However, the URL that is used as the subject is not a direct retrieval mechanism for the audio recording and only contains the audio recording as part of the website. An autonomous agent would incorrectly deduce that the subject URL was an audio recording, which is incorrect.
Potential Solutions
At the moment, the problem has resulted in markup that is semantically ambiguous in some cases that cannot be detected by a computer. This leads to computing algorithms incorrectly deducing fallacies about a particular set of RDF statements. While the issue may seem theoretical, it has direct usability issues such as providing the wrong link to download a book or piece of music.

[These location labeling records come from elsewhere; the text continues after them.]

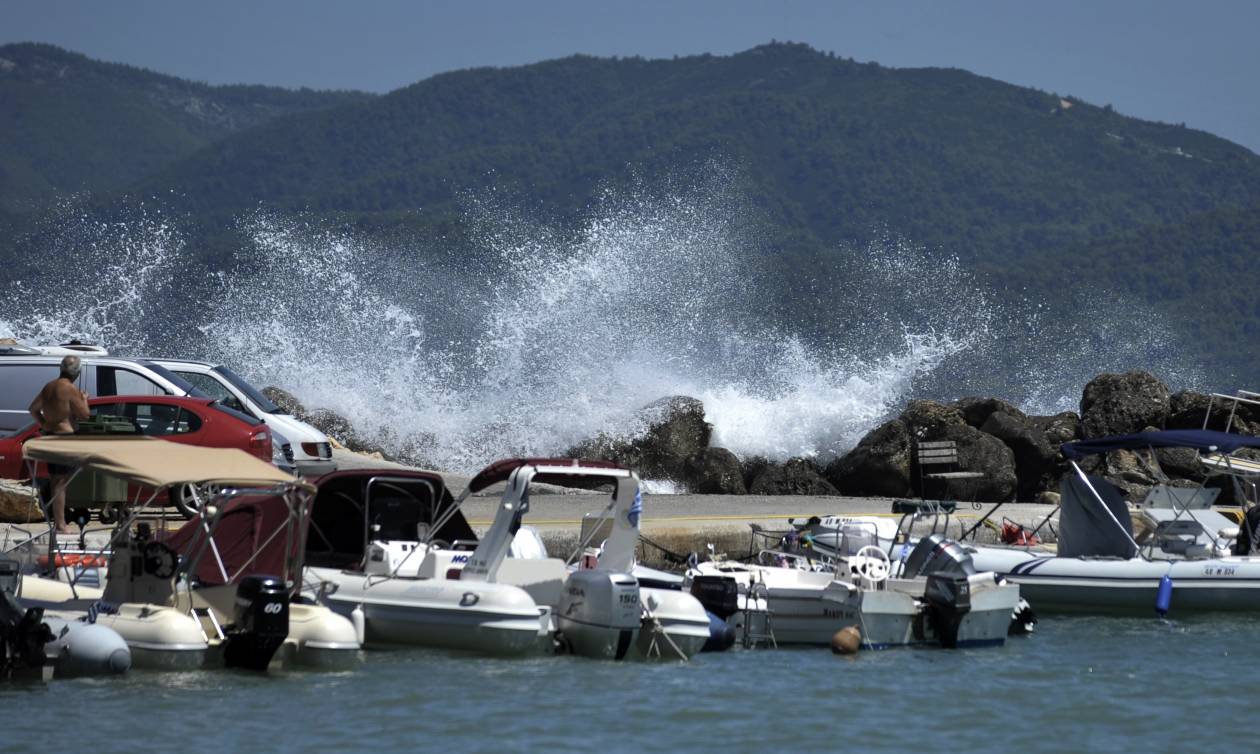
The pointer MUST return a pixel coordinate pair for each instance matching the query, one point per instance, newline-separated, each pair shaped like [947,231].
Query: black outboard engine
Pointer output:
[949,600]
[938,555]
[718,594]
[260,623]
[23,633]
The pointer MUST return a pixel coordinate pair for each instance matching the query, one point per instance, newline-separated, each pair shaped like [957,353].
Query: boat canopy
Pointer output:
[1094,520]
[1203,440]
[158,463]
[567,472]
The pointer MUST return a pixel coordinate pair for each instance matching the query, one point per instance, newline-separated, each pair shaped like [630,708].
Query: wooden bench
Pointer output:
[940,454]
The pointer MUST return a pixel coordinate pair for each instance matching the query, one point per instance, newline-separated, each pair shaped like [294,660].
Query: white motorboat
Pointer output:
[931,597]
[423,578]
[169,618]
[1185,556]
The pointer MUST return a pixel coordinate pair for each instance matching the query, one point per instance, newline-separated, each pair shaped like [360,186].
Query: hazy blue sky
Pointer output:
[1173,61]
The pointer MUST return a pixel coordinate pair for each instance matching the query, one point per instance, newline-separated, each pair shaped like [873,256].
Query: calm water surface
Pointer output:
[1080,684]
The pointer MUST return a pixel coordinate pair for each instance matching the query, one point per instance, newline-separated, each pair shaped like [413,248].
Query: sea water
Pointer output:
[534,336]
[1079,684]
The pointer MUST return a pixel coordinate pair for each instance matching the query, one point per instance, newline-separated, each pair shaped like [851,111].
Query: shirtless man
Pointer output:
[57,407]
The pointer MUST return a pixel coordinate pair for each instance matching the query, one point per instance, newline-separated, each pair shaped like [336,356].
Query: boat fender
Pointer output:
[721,634]
[847,641]
[261,623]
[1164,595]
[360,623]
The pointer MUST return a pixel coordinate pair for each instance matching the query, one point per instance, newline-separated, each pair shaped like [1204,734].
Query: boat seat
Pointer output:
[543,578]
[1231,464]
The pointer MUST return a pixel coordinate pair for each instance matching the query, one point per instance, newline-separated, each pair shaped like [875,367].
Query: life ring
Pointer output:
[72,560]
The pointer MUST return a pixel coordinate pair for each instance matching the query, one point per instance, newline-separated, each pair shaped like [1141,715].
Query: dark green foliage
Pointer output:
[1038,191]
[71,124]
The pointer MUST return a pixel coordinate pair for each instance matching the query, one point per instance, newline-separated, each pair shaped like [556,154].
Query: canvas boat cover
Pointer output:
[158,463]
[1202,440]
[1085,530]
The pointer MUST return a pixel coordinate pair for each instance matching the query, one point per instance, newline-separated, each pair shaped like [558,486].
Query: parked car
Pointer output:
[313,453]
[24,371]
[189,420]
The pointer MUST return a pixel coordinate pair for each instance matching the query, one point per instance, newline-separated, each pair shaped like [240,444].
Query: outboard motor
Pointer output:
[938,555]
[23,633]
[949,600]
[260,623]
[599,613]
[718,594]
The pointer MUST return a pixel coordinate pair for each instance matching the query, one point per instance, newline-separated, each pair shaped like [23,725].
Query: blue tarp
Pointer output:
[1203,440]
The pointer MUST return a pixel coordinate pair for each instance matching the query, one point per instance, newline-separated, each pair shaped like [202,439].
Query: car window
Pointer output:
[19,385]
[160,420]
[117,381]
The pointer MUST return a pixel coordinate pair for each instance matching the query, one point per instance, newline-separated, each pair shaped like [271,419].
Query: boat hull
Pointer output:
[468,615]
[1127,586]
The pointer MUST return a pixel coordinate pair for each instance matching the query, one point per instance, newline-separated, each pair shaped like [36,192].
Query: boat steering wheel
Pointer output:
[873,564]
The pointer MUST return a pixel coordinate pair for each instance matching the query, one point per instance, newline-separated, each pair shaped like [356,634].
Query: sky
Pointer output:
[1159,59]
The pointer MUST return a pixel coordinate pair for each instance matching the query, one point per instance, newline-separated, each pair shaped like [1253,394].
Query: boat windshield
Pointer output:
[255,395]
[184,385]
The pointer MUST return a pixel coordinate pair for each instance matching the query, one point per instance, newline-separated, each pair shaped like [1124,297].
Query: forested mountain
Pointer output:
[1033,188]
[72,124]
[830,149]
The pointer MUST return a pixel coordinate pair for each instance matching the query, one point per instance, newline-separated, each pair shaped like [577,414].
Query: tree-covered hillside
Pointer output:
[1038,192]
[830,149]
[71,124]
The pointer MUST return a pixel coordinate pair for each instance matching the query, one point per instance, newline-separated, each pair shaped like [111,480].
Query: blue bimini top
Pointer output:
[1203,440]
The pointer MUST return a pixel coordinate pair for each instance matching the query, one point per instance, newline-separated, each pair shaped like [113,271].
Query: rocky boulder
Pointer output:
[1123,404]
[1033,454]
[796,475]
[1187,410]
[675,431]
[878,467]
[927,419]
[18,503]
[1060,428]
[286,401]
[713,470]
[977,411]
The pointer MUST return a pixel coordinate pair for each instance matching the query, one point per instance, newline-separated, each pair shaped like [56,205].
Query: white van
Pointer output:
[311,452]
[25,370]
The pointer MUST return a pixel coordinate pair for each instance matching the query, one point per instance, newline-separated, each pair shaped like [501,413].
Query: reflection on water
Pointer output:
[1079,684]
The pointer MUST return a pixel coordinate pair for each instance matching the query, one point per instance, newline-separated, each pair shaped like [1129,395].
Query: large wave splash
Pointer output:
[93,280]
[547,337]
[533,337]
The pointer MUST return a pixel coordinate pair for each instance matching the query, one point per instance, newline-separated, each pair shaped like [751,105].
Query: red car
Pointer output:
[179,419]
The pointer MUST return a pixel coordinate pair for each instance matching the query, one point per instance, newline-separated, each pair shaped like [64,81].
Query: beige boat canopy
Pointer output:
[158,463]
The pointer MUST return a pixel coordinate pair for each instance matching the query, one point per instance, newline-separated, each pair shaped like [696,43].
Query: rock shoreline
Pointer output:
[1017,454]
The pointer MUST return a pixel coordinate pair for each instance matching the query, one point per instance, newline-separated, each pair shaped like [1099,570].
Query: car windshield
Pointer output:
[184,385]
[260,400]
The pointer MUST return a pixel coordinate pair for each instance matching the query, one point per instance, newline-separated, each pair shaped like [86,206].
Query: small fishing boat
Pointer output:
[934,595]
[423,578]
[1183,555]
[38,646]
[154,595]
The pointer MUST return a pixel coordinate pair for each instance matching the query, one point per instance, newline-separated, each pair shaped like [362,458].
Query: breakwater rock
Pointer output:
[1013,454]
[18,503]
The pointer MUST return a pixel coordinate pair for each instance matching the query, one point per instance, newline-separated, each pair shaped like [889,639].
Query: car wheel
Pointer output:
[184,498]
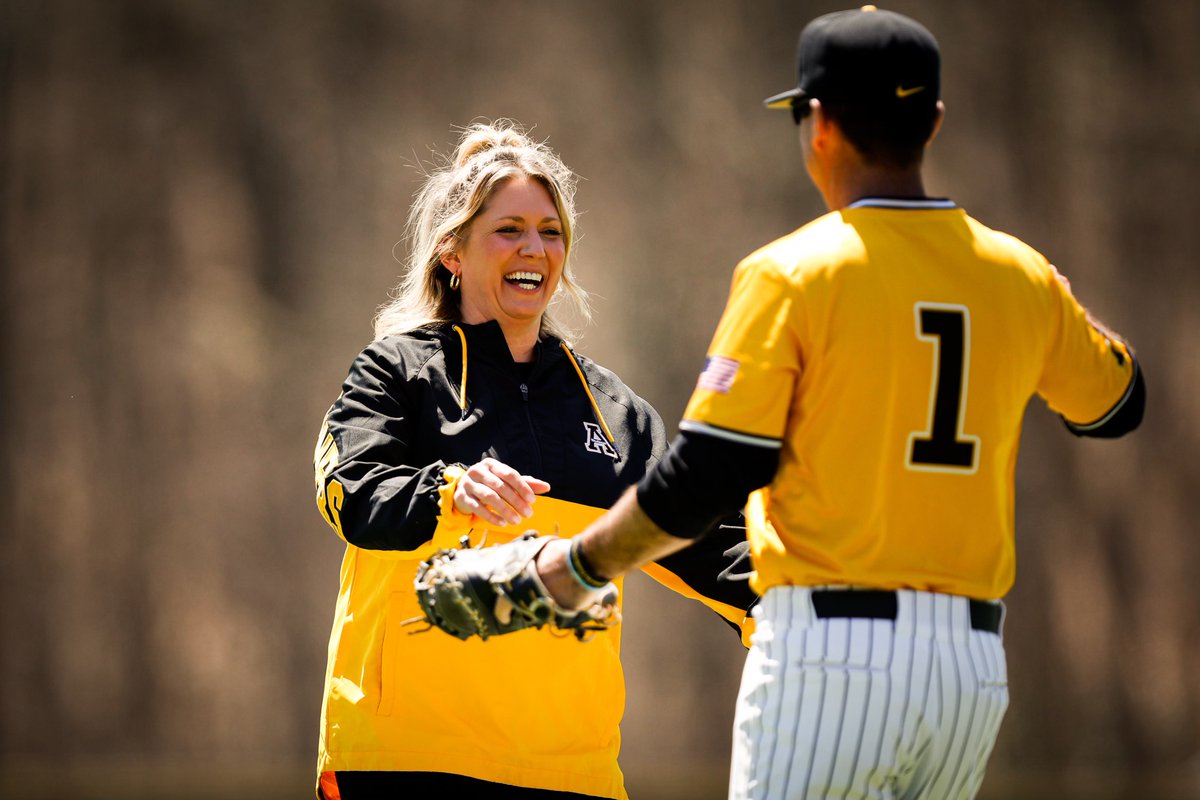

Use New URI Scheme to Address Non-Web Resources
Steven Pemberton wrote about the creation of a new URI scheme to address this problem:
One question that has already been posed to me for which I do not have a good answer: In the examples I point to the dbpedia entry for the Washington Monument as the definitive *subject* I am describing. There is also a Washington Monument web page from the US Government. Why is that not a more appropriate subject? I use a link to it in the examples so there is something to "click" on. And if that were the subject for everything, is there a way to update the markup so that we wouldn't have to duplicate the URI?
As Mark pointed out, this is a question I recently raised. In short, there is a major difference between a thing and a web page about that thing.
The dc:creator of me is my mother*, but the dc:creator of my web page is me. If you mixed me up with my web page, you would have to conclude that I was my own mother. It's as simple as that.
I went to a talk at XTech by someone creating a search engine for RDF, and he said it was a major headache for them, since their engine was constantly concluding things like "Tim Berners-Lee" and "W3C" were the same thing.
So the approach I am using in the tutorial I am writing is to say:
<link about="_:WashingtonMonument" rel="foaf:primaryTopicOf"
href="http://www.dbpedia.org/resource/Washington_Monument" />
...
<p about="_:WashingtonMonument"
property="geo:lat_long" content="38.8895563,-77.0352546">During our trip ...
and then it doesn't matter if you use the Wikipedia page as referent, or the .gov page, or even both.
My recent proposal to shortcut this is to define a new URI scheme:
<p about="pto:http://www.dbpedia.org/resource/Washington_Monument"
property="geo:lat_long" content="38.8895563,-77.0352546">During our trip ...
(where 'pto' means 'primary topic of').
Use Bnodes or Fragments to Denote Non-Web Resources
Steven Pemberton and Manu Sporny also noted a slight modification on his primaryTopicOf (pto) URI proposal above without the new URI scheme. The proposal is to use blank nodes (proposed by Steven Pemberton) or fragment identifiers (proposed by Manu Sporny) when describing resources that are not retrievable via the Web. Therefore, non-Web People, Places, Events, and real-world objects in general would use blank nodes when being described on the web via RDF or RDFa. Here are a couple of examples:
People
<div xmlns:foaf="http://xmlns.com/foaf/0.1/"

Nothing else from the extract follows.